Jane Austen Made Me Do It (24 page)

Read Jane Austen Made Me Do It Online

Authors: Laurel Ann Nattress

Bailey knew he had gone too far; there was nothing for him to do but touch the brim of his hat and murmur, “Yes, sir; I apologize, sir.”

The captain nodded. “Very well, very well. Carry on, young gentlemen, carry on,” and he walked to the wheel to consult with the sailing master.

HM Sloop
Viper
At sea

My dearest Sophy,

I have written to my uncle, and thanked him for his kindness, and for the guinea. I write that first so that you will approve of me right off.

We continue on blockade duty, which is very much the same thing day in and day out. The captain talks of battle, but it is unlikely that a sloop will have much of a part; but we have been engaged in daily gun and sail drill, and if the French try to break the blockade, the
Viper
will not be caught napping.

You have asked about the captain. I like him very much. He is an old-fashioned kind of officer. By that I do not mean that he is behindhand in his knowledge.
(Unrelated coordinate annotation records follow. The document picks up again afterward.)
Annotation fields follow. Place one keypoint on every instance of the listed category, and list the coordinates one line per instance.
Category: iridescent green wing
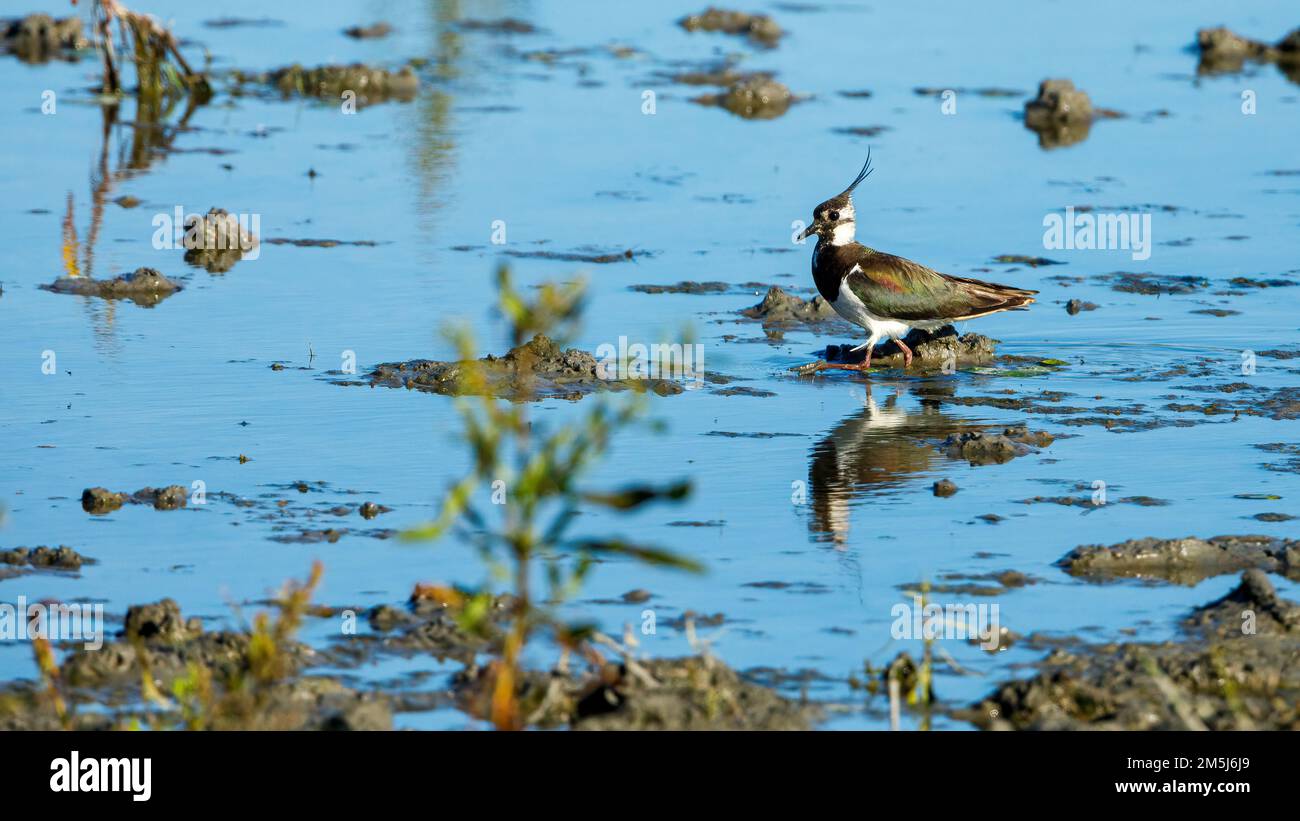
(896, 289)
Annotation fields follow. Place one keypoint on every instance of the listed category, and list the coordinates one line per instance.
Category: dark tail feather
(991, 298)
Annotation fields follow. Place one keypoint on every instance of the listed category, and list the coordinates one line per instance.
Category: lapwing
(888, 295)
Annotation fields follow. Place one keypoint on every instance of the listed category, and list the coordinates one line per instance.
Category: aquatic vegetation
(533, 474)
(160, 68)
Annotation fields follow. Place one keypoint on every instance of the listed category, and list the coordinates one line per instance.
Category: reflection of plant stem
(51, 676)
(536, 474)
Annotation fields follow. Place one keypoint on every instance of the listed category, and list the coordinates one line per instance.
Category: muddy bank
(144, 286)
(99, 500)
(369, 85)
(221, 680)
(754, 96)
(216, 240)
(22, 560)
(1236, 667)
(934, 350)
(984, 448)
(781, 308)
(694, 693)
(1062, 114)
(1183, 561)
(759, 29)
(537, 369)
(1226, 52)
(369, 33)
(39, 38)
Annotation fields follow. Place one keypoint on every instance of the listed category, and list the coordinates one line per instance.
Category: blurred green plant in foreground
(533, 474)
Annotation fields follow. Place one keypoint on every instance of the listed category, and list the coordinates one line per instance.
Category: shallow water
(564, 156)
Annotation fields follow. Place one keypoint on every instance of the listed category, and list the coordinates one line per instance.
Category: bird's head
(833, 220)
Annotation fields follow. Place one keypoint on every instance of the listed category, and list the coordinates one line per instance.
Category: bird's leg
(906, 351)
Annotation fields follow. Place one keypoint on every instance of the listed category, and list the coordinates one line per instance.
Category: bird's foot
(906, 352)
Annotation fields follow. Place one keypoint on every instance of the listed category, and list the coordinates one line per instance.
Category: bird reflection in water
(875, 451)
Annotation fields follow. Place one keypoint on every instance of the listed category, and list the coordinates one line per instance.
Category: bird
(888, 295)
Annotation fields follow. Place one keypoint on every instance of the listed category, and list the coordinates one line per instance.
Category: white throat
(843, 233)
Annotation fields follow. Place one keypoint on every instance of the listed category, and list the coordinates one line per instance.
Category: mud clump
(537, 369)
(144, 286)
(99, 500)
(1155, 285)
(371, 85)
(216, 240)
(781, 308)
(160, 621)
(761, 29)
(755, 96)
(688, 286)
(696, 693)
(1061, 114)
(506, 25)
(369, 33)
(983, 448)
(1221, 677)
(1226, 52)
(159, 642)
(930, 350)
(1183, 561)
(61, 557)
(944, 487)
(39, 38)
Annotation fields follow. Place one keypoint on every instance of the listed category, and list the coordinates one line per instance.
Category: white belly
(849, 307)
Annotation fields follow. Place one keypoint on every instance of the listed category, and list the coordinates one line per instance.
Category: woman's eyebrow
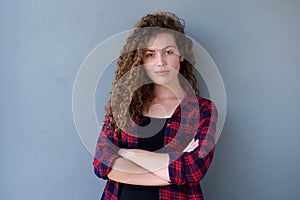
(153, 49)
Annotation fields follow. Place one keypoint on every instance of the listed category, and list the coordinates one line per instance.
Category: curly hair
(132, 92)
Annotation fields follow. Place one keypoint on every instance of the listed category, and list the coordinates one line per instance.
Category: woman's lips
(162, 72)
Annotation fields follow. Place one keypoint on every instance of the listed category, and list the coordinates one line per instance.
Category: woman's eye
(149, 55)
(169, 52)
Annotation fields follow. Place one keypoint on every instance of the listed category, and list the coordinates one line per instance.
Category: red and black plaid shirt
(196, 118)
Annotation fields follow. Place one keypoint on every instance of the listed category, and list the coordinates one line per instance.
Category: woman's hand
(191, 146)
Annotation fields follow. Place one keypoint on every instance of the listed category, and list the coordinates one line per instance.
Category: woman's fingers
(191, 146)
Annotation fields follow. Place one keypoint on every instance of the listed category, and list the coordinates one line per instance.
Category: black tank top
(151, 132)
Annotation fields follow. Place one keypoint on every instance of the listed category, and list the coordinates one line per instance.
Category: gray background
(255, 43)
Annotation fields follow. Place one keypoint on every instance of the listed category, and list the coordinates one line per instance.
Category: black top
(151, 132)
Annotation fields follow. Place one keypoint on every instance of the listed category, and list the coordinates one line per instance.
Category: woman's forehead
(161, 41)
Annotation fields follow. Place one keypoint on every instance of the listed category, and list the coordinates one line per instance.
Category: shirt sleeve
(190, 167)
(106, 150)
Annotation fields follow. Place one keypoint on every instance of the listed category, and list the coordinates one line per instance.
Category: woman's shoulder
(205, 103)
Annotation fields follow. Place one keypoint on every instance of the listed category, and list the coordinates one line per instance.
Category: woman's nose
(161, 61)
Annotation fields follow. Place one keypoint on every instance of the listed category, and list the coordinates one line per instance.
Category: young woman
(157, 140)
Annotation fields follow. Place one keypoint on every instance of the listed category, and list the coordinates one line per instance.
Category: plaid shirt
(196, 118)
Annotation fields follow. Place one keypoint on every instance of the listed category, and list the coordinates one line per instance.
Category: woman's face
(161, 59)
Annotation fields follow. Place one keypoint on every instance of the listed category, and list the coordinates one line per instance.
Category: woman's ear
(181, 58)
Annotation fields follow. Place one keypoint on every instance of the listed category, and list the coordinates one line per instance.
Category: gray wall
(255, 43)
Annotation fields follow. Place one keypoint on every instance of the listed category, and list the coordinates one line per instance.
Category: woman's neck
(165, 92)
(165, 101)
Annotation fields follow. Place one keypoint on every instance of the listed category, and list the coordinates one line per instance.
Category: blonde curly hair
(132, 92)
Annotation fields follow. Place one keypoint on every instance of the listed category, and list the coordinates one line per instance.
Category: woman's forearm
(156, 163)
(125, 171)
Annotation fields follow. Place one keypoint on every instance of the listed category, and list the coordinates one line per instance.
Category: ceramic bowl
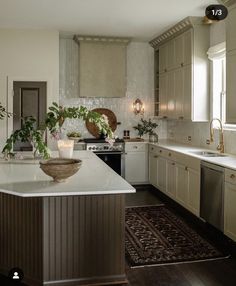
(59, 168)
He is a good officer, kind and fair. His manners are old-fashioned; I suspect not the kind of manners that would be admired in high society, the kind of manners that I often have noticed hide an unpleasant nature; but he is a true gentleman, and I think, if he were a post-captain and had a frigate or a ship of the line, would distinguish himself in battle; and I do not think he would behave differently if he became as famous as Nelson.

Harville and I, along with Lieutenant O'Brien, have been invited to dine with the captain tonight. He has been inviting all the officers in turn, and has yet to invite Bailey. It is yet another excuse for Bailey to tease me, but I hear the captain keeps a fine table; so if Bailey teases me, I can tease him back with chicken pie and ham. I dare say there will be no ragouts or French kickshaws at Captain Croft's table, but one
does
tire of boiled beef and burgoo, and I dare say there will be good wine. Better than that sickly stuff Bailey obliged the mess to lay in before we sailed. My uncle says it is all very well to buy inexpensive wine, but one should never buy
cheap
wine, and he is right, as usual. I would rather drink bilge-water than Bailey's stuff. I hope to see you soon, and believe me,

Yours affectionately,
F. Wentworth
Miss Wentworth
Miss Burns' Select Seminary for Young Ladies
Portsmouth

The captain welcomed Wentworth and Harville to his cabin with his usual courtly manners. Seeing that the midshipmen were nervous and inclined to remain standing, he invited them to sit down in the kindest way, and his steward—no superior
valet
, but a sailor dressed in clean slops, a gold earring in one ear and a thick queue hanging down his back, an indication of long service—brought in the steaming dishes of food.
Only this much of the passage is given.